Titon Holdings Runs into Korean Troubles; Posts Reduced Profit Outlook

By | 14th February 2019

Ventilation systems specialist Titon Holdings (LON:TON) today produced a rather vague update which warned that profits in its South Korean operations would be materially lower than anticipated. The markets took the predictable route out, and the shares were marked down over 30%: a very costly RNS:

However, this has been a rather good micro-cap stock for investors over the years. It has been listed for some time, and while never becoming a giant, it has produced some solid performances and also paid out dividends to investors. Today’s news would have delivered some disappointment, not least because of the nature of the warning but the way it was delivered.

Titon could be said to be a niche supplier of ventilation products, in practice this means doors, windows (natural) and also systems (mechanical). They are a small company, employing just over 230 people and rather uniquely have a split between the UK and South Korea, where it has manufacturing facilities.

As such they are well-placed in the market, as they are not dependent on property prices, demand is constant (as older properties can be upgraded) and there may be trends which favour them, such as an increasing efficiencies in recycling heat.

The Warning

The warning is short and comes out in a Trading Update RNS. It is short on context and numbers, which perhaps has gone some way to explain the share price drop.

Explaining that South Korea have favoured mechanical ventilation systems as opposed to natural ones, there is a comment:

Whilst the Company has continued to take steps to re-design its existing natural ventilation products and to introduce new products for this market, it is not expected that these will be available until later in the current financial year. As a result, the trading performance in Titon Korea for the year ended 30 September 2019 is expected to be substantially below existing market forecasts

This seems at odds with a previous update made in December 2018: which although mentioned this trend did not state the impact on profits, and indeed that trading for the first two months of 2019 was in line with expectations. It is not mentioned exactly what ‘substantially’ below means, but either something has gone wrong since December, or the company did not mention this in the preliminaries.

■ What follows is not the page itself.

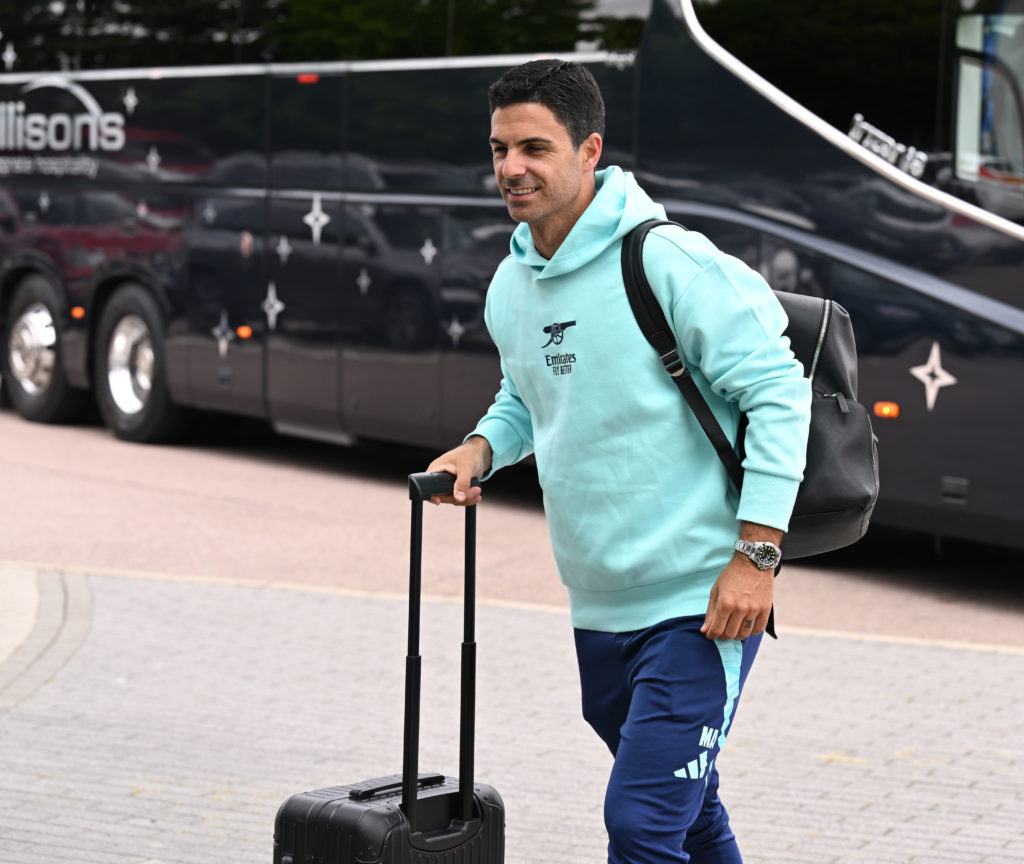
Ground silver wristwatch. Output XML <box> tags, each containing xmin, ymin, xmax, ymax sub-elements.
<box><xmin>735</xmin><ymin>541</ymin><xmax>782</xmax><ymax>570</ymax></box>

There was better news for the rest of the business:

Trading in the UK and the Rest of the World is in line with expectations.

The question is, what is the impact of Korea? From the annual report, it appears that Titon is a market leader in natural ventilation products with over a 75% share. It has two subsidiaries (Titon Korea and Browntech Sales) and this from the annual report:

 Taking Titon Korea and BTS together, South Korea is thelargest contributor to the Group’s profit after tax at £1.8million for the year. (2017: £1.5 million)

Profit after tax for 2018 was £2.6m, so as we can see the news from South Korea is a major setback.

The Business

Titon could be described as a great little company until today. Stockopedia rates it highly, with an overall score of 94 and a rating of Super Stock, and looking at this financial summary, it is obvious why:

Rising revenues and profits is a good sign. Margins have remained stable (although not large), and on reading the annual report, the overall impression is that the company is extremely well run. Shareholders are clearly getting some very good value from management, with remuneration levels much below that of other companies.

Company valuation is also perhaps behind investor appetite. Relative to the competition, the share has traded on a very undemanding multiple, although arguably many of these companies are not deserving of anything higher because of the relative ease of being replaced by another (windows can be had from multiple suppliers).

But the other signs from the company are good. There is no debt, and the cash balance has risen to £3.4m – almost a quarter of the latest market cap. Profits in conjunction with prudent running have led to a consistent small positive cashflow.

It is clear that South Korea features very heavily in the company future. The house broker note (available on Research Tree) projects that the bulk of future growth will come from this region. The group has operations in the United States, but have found it harder to grow profits here, perhaps lacking the market leading position that it does in Korea.

In short, there is a lot to like, and whilst the nature of the profit miss is not disclosed, it does not seem to present any immediate risk to the company.

Comment

As with most profit warnings, the question is whether the source of the warning is something temporary or more structural. It is unsure just why South Korea have made a sudden switch in preference to mechanical products (when the natural ventilation products were performing just fine for it), and certainly why the projected sudden jolt to profits is only found out now as opposed to in December.

Growing competition could be an factor at play here. If the UK experience is anything to go by, competition can be intense in these areas, with several companies fighting it out for deals in what is a commodity product.

The one comforting factor is that Titon hold a large market share in the natural ventilation market, which should assist in the development of the new mechanical products. But it does seem that if there is any delay or setbacks to this implementation then next years profits would also show a fall.

As a business, I do think there are further opportunities for it – perhaps an expansion into another territory using a similar model to the Korean operations. But I do also believe that the valuation will always remain on the cheap side. The margins and relatively low turnover show that there is little proprietary in their products. There is more potential to add this in the mechanical systems, but with a low R&D spend, a breakthrough may be unlikely.

I would be uncertain on the future but at these lower prices, perhaps a takeover awaits which might produce a final bounty for shareholders. 3/5.